Are there any error events around the time that it appears unmonitored?
Also do you have the right management packs downloaded for your objects operating system? seems like this solved the same issue for a lot of people e.g. server 2012 (apologies if you’ve already checked this)
I think this might be related to the fact that I have updated to “UR 9” and the agents for that DMZ is still on “UR 8” I’ll let you know tomorrow
We get this a lot across several platforms. The flushing of the health cache to force health recalculation is time consuming, likewise is maintenance mode.
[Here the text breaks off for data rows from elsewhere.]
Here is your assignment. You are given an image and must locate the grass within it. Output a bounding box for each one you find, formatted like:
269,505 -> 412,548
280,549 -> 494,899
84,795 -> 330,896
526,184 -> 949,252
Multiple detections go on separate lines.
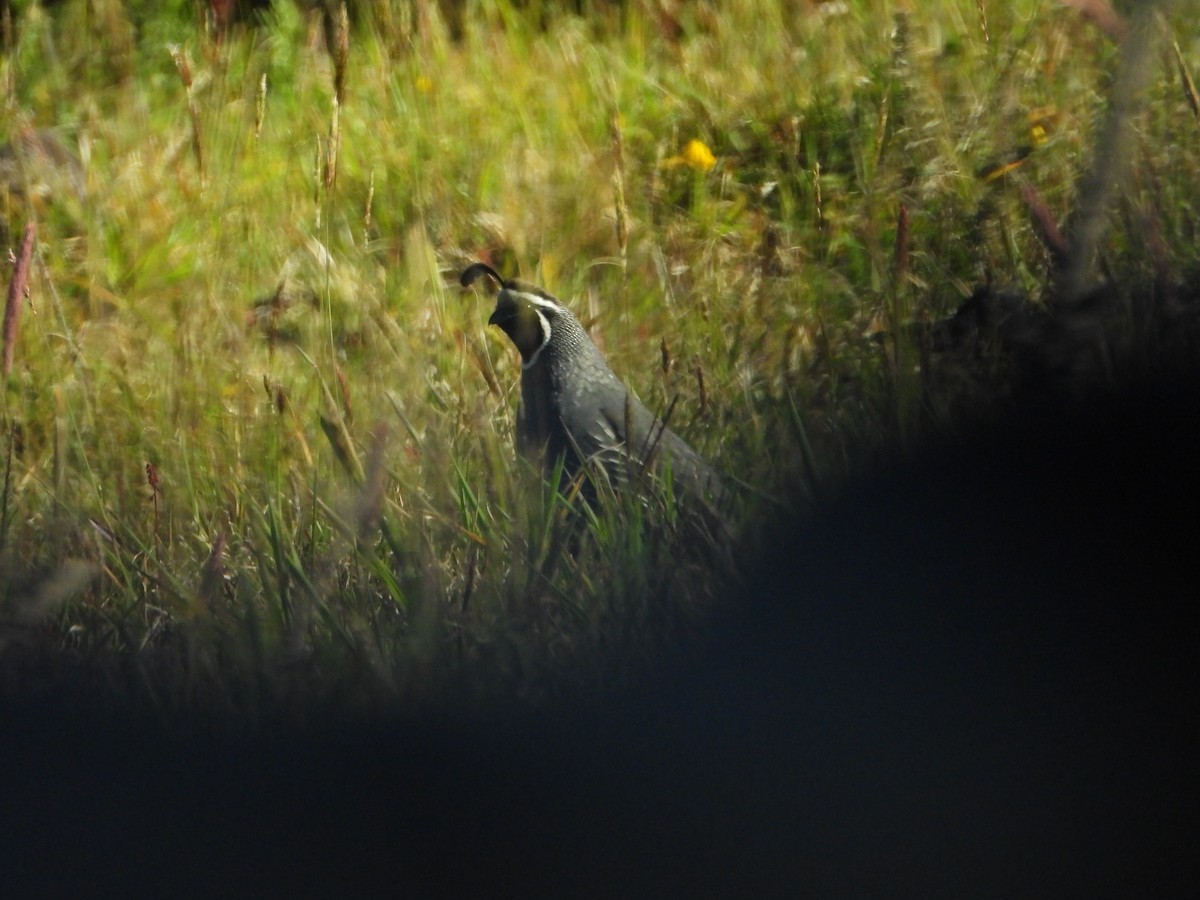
1,0 -> 1198,724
We also tend to have to schedule the maintenance mode as only the “all contained objects” option will clear the erroneous health state, which subsequently places all the contained servers and production applications into maintenance mode.
In one example we have eight management servers and we go through flushing the health cache on each until health is recalculated.
Health calculation is carried out by one of the management servers in the management group, which is intended to be non-specific as it depends which is hosting the role, which isn’t something you can find out easily.
I would be very intrigued to see if anyone has a solution for this problem.
Hi Schoeman - did you manage to find out what was causing this issue? keep us posted with an answer if you find out!